LAURENS COUNTY, Ga. — A lawsuit filed by the widow of a Laurens County man killed by deputies in his home is now scheduled for trial in Feb. 2022.
13WMAZ has been covering this case since 2014, when David Hooks was shot during a failed drug raid at his home off Highway 319 on Sept. 24. Officers raided his home around 11 p.m. looking for drugs, but didn't find any.
Weeks later, people protested his shooting outside the Laurens County courthouse, but a grand jury declined to charge the officers involved.
His widow, Teresa Hooks, filed a wrongful death lawsuit. Her lawyers argue that the raid was illegal and based on false information from a known meth addict. Since then, the case has taken many twists and turns.

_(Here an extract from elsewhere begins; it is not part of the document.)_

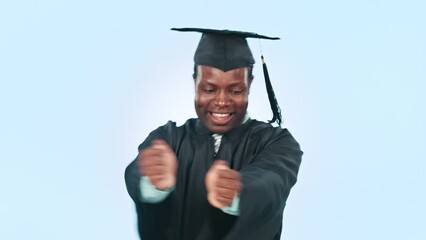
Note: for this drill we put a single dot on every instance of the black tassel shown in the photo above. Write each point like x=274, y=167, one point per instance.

Sheriff Bill Harrell claimed that DNA evidence linked David Hooks to drugs, but he later admitted that was false during a sworn statement for the lawsuit. A few weeks later, Harrell lost his bid for re-election.
Three years ago, a federal judge refused to throw out the lawsuit. He wrote that Inv. Christopher Brewer may have lied when he applied for the search warrant for Hooks' home.
A federal appeals court agreed, calling Brewer's investigation "reckless." Last year, Brewer asked the U.S. Supreme Court to review that ruling, but they declined.
Judges have dropped former Sheriff Harrell and two others from the lawsuit, but said the case against Brewer can go to trial.
On Monday, Judge Dudley Bowen said jury selection will begin Feb. 28, 2022. The trial will be held at the U.S. District Court in Dublin.